Cell Proliferation Assay

1 × 104 SW480 and SW620 cells were suspended in 100 µL L-15 medium and then transplanted into the 96-well plates. After 24-h culture, cell transfection was performed for 0 h, 24 h, 48 h, and 72 h, respectively. 10 µL/well CCK-8 solution (Nanjing Jiancheng Bioengineering Institute, Nanjing, China) was added into the wells with no bubble. The absorbance at the wavelength of 450 nm was detected via a microplate reader (Bio-Rad) 3 h later.

Cell Apoptosis Detection

Apoptotic generation in cells was determined using Annexin V-FITC/PI double-staining apoptosis detection kit (Nanjing Jiancheng Bioengineering Institute) by flow cytometry. In brief, cells were harvested through the digestion of trypsin (Sigma-Aldrich) after 72-h transfection. Then, cells were resuspended in phosphate buffer solution (PBS; Hyclone) and 3 × 105 cell pellets were mixed with 500 µL 1 × binding buffer. After the addition of 5 µL Annexin V-FITC and 5 µL propidium iodide (PI) for 10 min in the dark, cell detection was instantly conducted under the flow cytometer (BD Biosciences, San Diego, CA, USA) with Annexin V-FITC as green fluorescence and PI as red fluorescence.
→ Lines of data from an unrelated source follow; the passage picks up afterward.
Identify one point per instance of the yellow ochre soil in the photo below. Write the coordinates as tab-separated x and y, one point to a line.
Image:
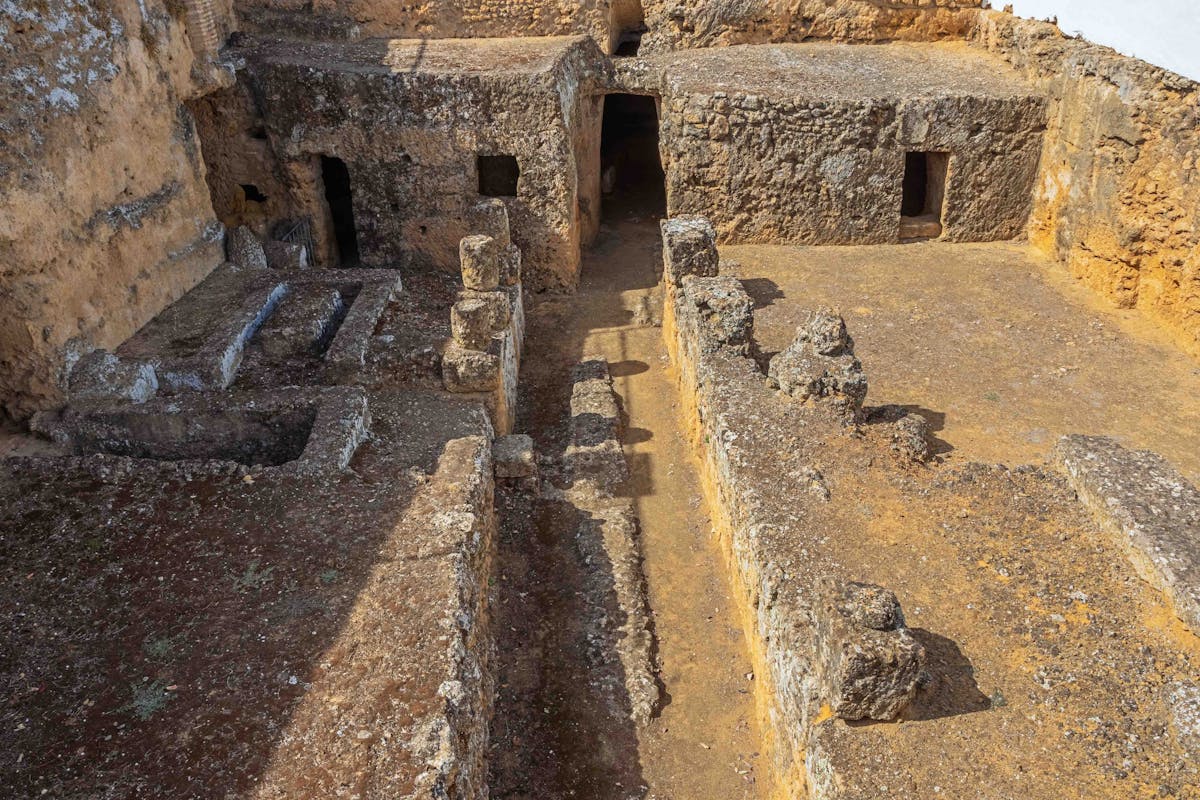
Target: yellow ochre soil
996	346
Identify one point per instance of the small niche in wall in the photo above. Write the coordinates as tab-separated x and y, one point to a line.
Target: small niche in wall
498	175
923	193
252	193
The apoptotic cells indicated those cells stained by Annexin V-FITC (+)/PI(−) and Annexin V-FITC(+)/PI(+).

Cell Cycle Analysis

Cell cycle proportion was examined via Cell cycle detection kit (Nanjing Jiancheng Bioengineering Institute) by flow cytometry. 5 × 105 collected cells were suspended in 300 µL PBS (Hyclone), and then cell suspension was added to 1.2 mL ice-cold ethanol (Sigma-Aldrich) at − 20 °C overnight. Thereafter, cells were centrifuged at 2000 rpm for 5 min and washed with 1 mL PBS, followed by the resuspension in 100 µL RNase A solution at 37 °C for 30 min. Four hundred microliters of PI was then mixed with cells at 4 °C for 30 min away from light, and the absorbance at 488 nm was read by a flow cytometer (BD Biosciences).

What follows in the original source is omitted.